Jornada Nacional de Lutas em Defesa da Reforma Agrária de 2022 contou com marcha, ocupações e ações de solidariedade pelo país. Foto: Rariele Rodrigues/MST na BA

O MST considera essa política de titulação uma Reforma Agrária?
Uma política de Reforma Agrária requer o combate ao latifúndio, a desconcentração da propriedade rural e o assentamento das famílias de trabalhadores rurais.

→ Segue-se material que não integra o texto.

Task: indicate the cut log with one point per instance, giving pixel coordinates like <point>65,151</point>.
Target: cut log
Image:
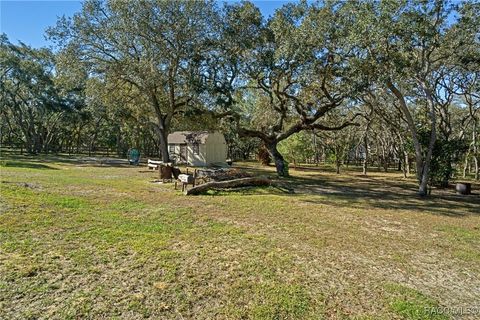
<point>235,183</point>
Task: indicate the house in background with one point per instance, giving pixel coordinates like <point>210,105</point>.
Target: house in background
<point>197,148</point>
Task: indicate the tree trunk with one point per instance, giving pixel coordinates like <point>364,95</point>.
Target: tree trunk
<point>406,164</point>
<point>365,160</point>
<point>277,158</point>
<point>235,183</point>
<point>475,161</point>
<point>422,190</point>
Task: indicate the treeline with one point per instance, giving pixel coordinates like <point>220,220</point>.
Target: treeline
<point>388,81</point>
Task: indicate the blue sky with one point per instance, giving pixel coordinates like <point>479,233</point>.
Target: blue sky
<point>26,21</point>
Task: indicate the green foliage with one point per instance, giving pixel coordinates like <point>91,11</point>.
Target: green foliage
<point>445,154</point>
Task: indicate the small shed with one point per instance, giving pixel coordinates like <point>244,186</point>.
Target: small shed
<point>198,148</point>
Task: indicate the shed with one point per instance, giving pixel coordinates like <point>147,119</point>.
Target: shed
<point>198,148</point>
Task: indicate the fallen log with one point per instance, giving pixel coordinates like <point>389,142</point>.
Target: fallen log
<point>235,183</point>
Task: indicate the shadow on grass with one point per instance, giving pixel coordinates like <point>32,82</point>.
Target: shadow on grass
<point>78,160</point>
<point>25,164</point>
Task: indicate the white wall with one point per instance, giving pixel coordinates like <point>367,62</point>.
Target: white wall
<point>214,150</point>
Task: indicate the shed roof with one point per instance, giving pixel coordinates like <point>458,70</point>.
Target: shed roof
<point>180,137</point>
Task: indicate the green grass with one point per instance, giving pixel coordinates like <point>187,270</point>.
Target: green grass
<point>91,241</point>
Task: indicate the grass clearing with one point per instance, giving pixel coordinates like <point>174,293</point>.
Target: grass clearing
<point>90,241</point>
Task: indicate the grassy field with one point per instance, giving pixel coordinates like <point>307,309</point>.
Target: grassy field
<point>86,240</point>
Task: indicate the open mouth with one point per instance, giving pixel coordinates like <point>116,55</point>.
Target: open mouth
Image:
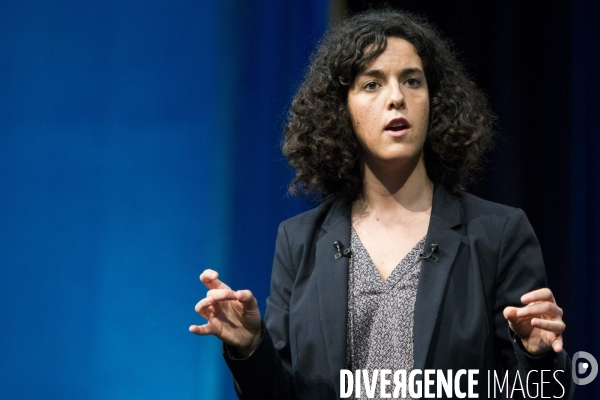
<point>397,125</point>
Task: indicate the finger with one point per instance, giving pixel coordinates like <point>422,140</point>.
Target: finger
<point>557,327</point>
<point>543,294</point>
<point>221,294</point>
<point>510,313</point>
<point>545,308</point>
<point>211,279</point>
<point>206,329</point>
<point>245,296</point>
<point>202,307</point>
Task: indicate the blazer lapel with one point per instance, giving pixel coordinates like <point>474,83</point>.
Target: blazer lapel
<point>445,215</point>
<point>332,286</point>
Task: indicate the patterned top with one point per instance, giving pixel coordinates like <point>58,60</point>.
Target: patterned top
<point>380,313</point>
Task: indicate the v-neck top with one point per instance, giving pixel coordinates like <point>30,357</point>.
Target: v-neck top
<point>380,313</point>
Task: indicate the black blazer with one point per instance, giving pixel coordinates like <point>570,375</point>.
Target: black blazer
<point>487,257</point>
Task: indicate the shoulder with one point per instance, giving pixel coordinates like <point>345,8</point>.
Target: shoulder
<point>488,219</point>
<point>308,221</point>
<point>474,206</point>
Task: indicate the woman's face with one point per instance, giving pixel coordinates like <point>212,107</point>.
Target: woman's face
<point>389,105</point>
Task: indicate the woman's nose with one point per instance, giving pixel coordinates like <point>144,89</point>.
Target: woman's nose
<point>396,99</point>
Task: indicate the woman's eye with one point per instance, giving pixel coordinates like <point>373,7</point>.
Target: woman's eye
<point>413,82</point>
<point>370,86</point>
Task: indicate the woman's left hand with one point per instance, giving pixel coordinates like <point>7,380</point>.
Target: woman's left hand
<point>539,324</point>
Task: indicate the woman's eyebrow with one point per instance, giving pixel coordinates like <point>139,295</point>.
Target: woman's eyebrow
<point>405,71</point>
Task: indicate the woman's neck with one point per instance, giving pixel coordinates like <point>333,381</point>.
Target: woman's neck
<point>392,193</point>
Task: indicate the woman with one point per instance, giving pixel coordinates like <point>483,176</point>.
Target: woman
<point>398,268</point>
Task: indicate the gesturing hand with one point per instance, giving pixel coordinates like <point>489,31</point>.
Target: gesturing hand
<point>539,324</point>
<point>233,316</point>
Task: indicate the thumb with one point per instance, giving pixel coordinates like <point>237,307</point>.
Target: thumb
<point>510,313</point>
<point>246,298</point>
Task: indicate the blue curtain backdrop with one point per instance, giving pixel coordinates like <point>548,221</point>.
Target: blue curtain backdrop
<point>138,146</point>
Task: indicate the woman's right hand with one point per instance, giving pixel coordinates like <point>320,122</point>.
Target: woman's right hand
<point>232,316</point>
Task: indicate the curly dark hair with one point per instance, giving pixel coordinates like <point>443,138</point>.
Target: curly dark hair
<point>319,140</point>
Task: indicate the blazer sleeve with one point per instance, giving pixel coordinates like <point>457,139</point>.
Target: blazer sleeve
<point>521,270</point>
<point>267,372</point>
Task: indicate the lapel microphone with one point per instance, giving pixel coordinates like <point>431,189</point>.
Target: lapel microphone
<point>341,252</point>
<point>428,255</point>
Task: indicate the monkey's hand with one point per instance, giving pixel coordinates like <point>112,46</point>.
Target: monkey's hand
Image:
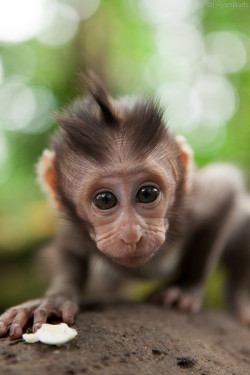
<point>186,299</point>
<point>15,318</point>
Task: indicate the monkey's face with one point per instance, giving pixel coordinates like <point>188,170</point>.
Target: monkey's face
<point>127,210</point>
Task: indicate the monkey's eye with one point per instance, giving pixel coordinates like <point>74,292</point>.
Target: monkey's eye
<point>147,194</point>
<point>105,200</point>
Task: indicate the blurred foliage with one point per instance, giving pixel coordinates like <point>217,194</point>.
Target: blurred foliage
<point>115,42</point>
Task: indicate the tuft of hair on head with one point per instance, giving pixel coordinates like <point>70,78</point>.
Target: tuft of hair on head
<point>97,90</point>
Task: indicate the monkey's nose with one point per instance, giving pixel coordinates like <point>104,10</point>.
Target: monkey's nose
<point>131,235</point>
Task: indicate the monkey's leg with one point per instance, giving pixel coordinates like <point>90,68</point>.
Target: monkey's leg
<point>237,261</point>
<point>61,299</point>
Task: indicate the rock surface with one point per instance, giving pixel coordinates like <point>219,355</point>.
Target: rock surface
<point>134,339</point>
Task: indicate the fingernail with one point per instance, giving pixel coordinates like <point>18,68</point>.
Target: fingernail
<point>36,327</point>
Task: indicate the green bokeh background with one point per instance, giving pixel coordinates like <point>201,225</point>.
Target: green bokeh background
<point>116,43</point>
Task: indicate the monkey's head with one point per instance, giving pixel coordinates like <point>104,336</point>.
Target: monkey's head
<point>117,171</point>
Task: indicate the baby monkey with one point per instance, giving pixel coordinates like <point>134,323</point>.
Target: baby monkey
<point>128,192</point>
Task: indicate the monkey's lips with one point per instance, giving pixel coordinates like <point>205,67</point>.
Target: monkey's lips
<point>133,261</point>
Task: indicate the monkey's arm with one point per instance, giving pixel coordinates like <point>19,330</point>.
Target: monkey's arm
<point>68,272</point>
<point>211,221</point>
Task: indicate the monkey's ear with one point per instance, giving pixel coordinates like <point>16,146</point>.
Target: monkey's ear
<point>187,160</point>
<point>46,174</point>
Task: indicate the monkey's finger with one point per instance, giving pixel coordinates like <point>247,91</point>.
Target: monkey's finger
<point>18,323</point>
<point>68,311</point>
<point>171,296</point>
<point>40,317</point>
<point>6,320</point>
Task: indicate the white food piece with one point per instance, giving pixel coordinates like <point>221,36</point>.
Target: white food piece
<point>52,334</point>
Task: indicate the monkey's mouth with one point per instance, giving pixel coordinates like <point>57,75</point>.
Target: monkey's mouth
<point>133,261</point>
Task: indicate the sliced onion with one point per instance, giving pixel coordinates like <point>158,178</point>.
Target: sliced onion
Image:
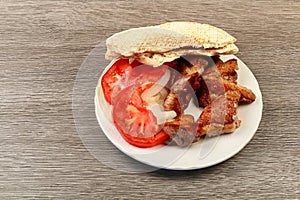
<point>161,115</point>
<point>157,87</point>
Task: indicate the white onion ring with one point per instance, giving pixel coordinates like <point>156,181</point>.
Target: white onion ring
<point>157,87</point>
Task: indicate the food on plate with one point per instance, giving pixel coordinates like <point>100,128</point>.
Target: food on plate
<point>158,72</point>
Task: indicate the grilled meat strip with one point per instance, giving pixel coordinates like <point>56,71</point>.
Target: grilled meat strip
<point>181,131</point>
<point>219,79</point>
<point>183,84</point>
<point>220,116</point>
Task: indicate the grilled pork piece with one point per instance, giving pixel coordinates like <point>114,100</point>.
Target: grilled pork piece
<point>183,84</point>
<point>220,116</point>
<point>182,130</point>
<point>219,79</point>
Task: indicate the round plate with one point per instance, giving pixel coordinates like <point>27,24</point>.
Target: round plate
<point>206,152</point>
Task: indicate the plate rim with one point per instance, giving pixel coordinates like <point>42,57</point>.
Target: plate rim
<point>259,100</point>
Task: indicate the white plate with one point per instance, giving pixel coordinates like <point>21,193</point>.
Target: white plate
<point>206,152</point>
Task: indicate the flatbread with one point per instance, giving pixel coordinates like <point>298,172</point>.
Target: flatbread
<point>163,43</point>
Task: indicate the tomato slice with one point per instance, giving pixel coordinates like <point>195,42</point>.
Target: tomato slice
<point>137,125</point>
<point>111,78</point>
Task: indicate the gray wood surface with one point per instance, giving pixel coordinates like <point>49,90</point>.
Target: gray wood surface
<point>42,46</point>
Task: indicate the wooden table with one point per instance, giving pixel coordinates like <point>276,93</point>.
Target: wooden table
<point>42,46</point>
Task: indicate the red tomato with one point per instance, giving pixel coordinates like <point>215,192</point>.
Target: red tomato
<point>139,75</point>
<point>111,78</point>
<point>137,125</point>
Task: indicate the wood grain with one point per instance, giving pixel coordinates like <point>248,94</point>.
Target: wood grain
<point>42,45</point>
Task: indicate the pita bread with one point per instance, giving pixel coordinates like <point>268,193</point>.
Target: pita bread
<point>157,59</point>
<point>203,34</point>
<point>163,43</point>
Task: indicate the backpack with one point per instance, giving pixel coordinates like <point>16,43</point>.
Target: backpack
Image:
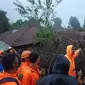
<point>9,79</point>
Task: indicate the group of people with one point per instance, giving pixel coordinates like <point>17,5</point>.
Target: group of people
<point>24,69</point>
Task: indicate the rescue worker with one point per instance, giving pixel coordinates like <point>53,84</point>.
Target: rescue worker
<point>71,54</point>
<point>59,74</point>
<point>23,71</point>
<point>9,75</point>
<point>1,56</point>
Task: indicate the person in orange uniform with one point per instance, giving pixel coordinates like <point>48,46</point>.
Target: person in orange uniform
<point>71,54</point>
<point>9,75</point>
<point>23,70</point>
<point>34,59</point>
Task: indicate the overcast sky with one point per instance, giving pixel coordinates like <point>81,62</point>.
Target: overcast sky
<point>65,9</point>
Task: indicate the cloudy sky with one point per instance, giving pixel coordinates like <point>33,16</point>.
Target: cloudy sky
<point>65,9</point>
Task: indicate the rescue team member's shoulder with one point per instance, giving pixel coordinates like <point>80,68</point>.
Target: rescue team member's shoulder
<point>9,75</point>
<point>70,55</point>
<point>59,74</point>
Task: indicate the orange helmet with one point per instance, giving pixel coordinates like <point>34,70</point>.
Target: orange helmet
<point>25,54</point>
<point>1,52</point>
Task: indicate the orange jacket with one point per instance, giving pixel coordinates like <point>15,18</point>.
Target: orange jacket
<point>71,58</point>
<point>4,74</point>
<point>30,76</point>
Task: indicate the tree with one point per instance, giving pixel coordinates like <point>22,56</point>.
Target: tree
<point>74,22</point>
<point>84,24</point>
<point>41,10</point>
<point>57,23</point>
<point>17,24</point>
<point>4,22</point>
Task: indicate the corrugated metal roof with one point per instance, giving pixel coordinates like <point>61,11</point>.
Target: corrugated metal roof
<point>3,46</point>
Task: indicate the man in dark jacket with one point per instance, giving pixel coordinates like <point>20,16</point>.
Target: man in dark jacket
<point>59,74</point>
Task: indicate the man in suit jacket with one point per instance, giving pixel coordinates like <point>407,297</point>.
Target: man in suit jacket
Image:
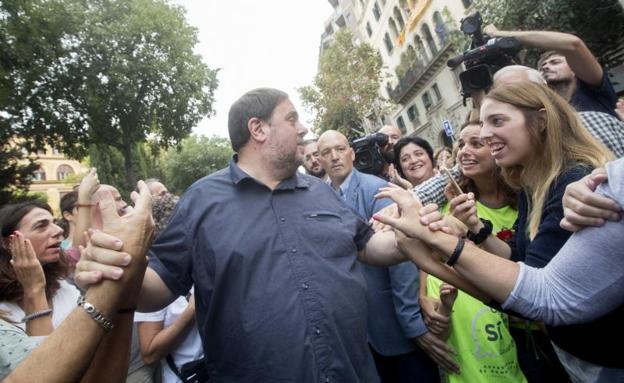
<point>394,318</point>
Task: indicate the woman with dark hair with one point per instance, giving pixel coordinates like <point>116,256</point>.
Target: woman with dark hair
<point>413,161</point>
<point>542,147</point>
<point>33,268</point>
<point>496,202</point>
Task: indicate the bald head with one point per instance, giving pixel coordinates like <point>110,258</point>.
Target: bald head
<point>393,133</point>
<point>517,73</point>
<point>336,156</point>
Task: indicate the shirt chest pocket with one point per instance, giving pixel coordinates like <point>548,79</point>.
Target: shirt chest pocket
<point>328,235</point>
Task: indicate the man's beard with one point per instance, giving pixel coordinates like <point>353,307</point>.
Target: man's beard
<point>562,87</point>
<point>319,174</point>
<point>388,156</point>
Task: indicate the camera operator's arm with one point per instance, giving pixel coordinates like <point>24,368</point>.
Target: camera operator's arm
<point>580,59</point>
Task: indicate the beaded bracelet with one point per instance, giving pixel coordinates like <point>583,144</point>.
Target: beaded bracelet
<point>36,314</point>
<point>96,315</point>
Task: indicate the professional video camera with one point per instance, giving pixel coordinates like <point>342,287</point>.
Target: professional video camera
<point>368,153</point>
<point>485,56</point>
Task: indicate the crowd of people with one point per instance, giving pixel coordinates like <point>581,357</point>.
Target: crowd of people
<point>498,260</point>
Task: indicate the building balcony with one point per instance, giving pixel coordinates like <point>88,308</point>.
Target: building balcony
<point>418,75</point>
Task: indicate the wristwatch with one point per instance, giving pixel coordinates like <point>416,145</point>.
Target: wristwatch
<point>97,316</point>
<point>481,236</point>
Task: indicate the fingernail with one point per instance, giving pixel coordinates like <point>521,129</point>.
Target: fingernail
<point>117,273</point>
<point>126,260</point>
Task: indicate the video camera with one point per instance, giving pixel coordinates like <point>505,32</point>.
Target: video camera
<point>484,58</point>
<point>368,153</point>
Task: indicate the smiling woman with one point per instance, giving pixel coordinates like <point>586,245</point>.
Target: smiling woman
<point>33,292</point>
<point>413,159</point>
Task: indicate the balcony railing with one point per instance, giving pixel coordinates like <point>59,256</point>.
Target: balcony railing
<point>418,74</point>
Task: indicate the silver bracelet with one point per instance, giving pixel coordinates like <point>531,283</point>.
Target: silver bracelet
<point>36,314</point>
<point>97,316</point>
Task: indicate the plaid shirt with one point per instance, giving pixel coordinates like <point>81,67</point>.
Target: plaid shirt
<point>604,127</point>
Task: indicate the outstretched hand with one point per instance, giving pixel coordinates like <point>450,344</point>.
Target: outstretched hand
<point>120,240</point>
<point>408,220</point>
<point>464,208</point>
<point>582,206</point>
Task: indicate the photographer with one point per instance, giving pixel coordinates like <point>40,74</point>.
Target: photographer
<point>569,68</point>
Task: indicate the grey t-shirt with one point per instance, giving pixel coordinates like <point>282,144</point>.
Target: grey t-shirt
<point>585,280</point>
<point>15,346</point>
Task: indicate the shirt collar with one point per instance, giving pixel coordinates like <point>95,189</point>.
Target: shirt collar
<point>344,186</point>
<point>237,174</point>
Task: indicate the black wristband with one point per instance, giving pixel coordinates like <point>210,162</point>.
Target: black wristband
<point>457,252</point>
<point>127,310</point>
<point>481,236</point>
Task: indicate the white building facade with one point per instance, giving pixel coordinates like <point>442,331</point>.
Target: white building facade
<point>413,40</point>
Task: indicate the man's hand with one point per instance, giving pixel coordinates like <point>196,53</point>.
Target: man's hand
<point>582,206</point>
<point>439,351</point>
<point>436,322</point>
<point>464,208</point>
<point>396,178</point>
<point>391,211</point>
<point>121,240</point>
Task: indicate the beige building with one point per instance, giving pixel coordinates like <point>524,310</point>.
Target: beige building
<point>51,178</point>
<point>413,40</point>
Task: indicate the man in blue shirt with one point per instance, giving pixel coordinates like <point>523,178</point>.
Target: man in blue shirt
<point>271,252</point>
<point>394,319</point>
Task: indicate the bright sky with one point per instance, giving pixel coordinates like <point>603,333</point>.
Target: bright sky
<point>257,43</point>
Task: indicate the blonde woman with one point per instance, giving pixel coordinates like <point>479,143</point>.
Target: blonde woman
<point>536,138</point>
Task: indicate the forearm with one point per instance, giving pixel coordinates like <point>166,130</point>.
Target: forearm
<point>33,302</point>
<point>167,339</point>
<point>112,358</point>
<point>422,282</point>
<point>441,270</point>
<point>545,40</point>
<point>491,275</point>
<point>381,250</point>
<point>42,365</point>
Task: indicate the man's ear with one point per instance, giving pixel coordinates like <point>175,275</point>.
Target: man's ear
<point>68,216</point>
<point>257,129</point>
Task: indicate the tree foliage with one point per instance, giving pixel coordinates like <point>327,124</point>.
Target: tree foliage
<point>197,156</point>
<point>345,91</point>
<point>599,23</point>
<point>75,73</point>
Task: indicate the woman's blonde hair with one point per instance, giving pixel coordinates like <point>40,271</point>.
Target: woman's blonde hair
<point>558,139</point>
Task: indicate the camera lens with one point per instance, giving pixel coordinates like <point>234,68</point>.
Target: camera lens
<point>470,25</point>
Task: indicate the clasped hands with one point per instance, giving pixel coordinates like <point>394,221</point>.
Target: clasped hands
<point>411,220</point>
<point>119,242</point>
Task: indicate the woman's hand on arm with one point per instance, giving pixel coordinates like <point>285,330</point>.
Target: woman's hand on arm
<point>29,274</point>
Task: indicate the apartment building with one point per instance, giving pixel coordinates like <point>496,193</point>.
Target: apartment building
<point>413,38</point>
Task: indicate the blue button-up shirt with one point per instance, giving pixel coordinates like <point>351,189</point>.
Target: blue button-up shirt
<point>280,296</point>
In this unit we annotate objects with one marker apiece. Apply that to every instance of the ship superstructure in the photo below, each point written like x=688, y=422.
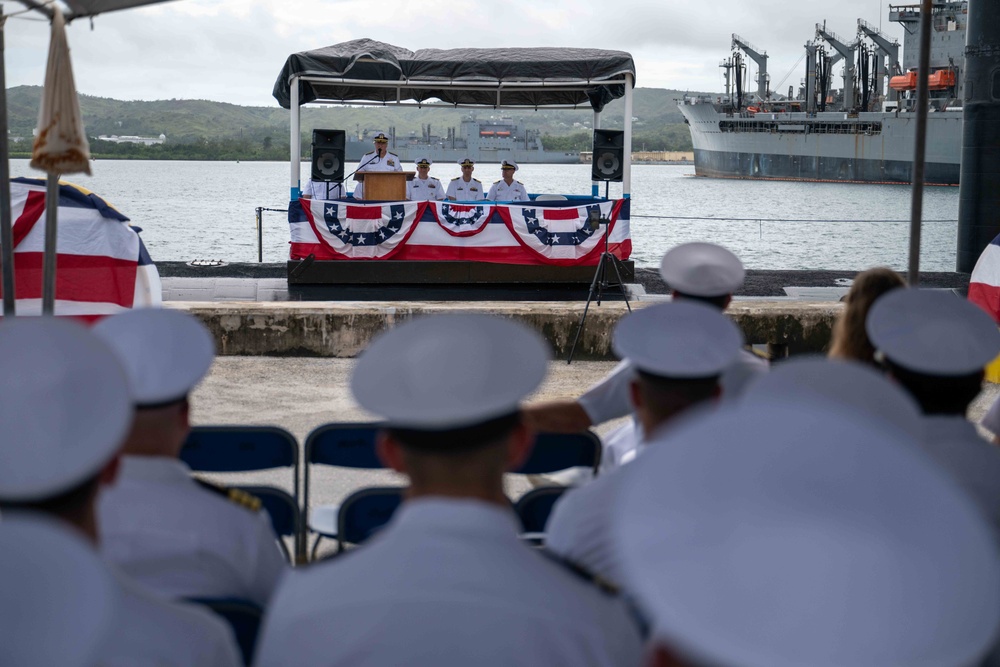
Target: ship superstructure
x=863, y=132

A partir do governo de Michel Temer, houve um desmonte dos instrumentos de obtenção de terras, a desregulamentação da legislação da Reforma Agrária, o esvaziamento das políticas de produção e comercialização para a agricultura camponesa familiar e a paralisia da política de assentamentos.

Em contrapartida, foi lançado esse programa de concessão de títulos, com a transferência da atribuição de regularização fundiária do governo federal para as prefeituras. Assim, o governo quer lavar as mãos e abandonar os assentados à própria sorte.

Entrega títulos CDRU no assentamento Jaelson dos Santos, no Piauí. Foto: MST no PI

A pretensa titulação do lote subverte o sentido público da Reforma Agrária. A titulação que defendemos é via Concessão de Direito Real de Uso (CDRU), que protege os direitos das famílias assentadas como beneficiárias de um conjunto de políticas públicas que são dever do Estado.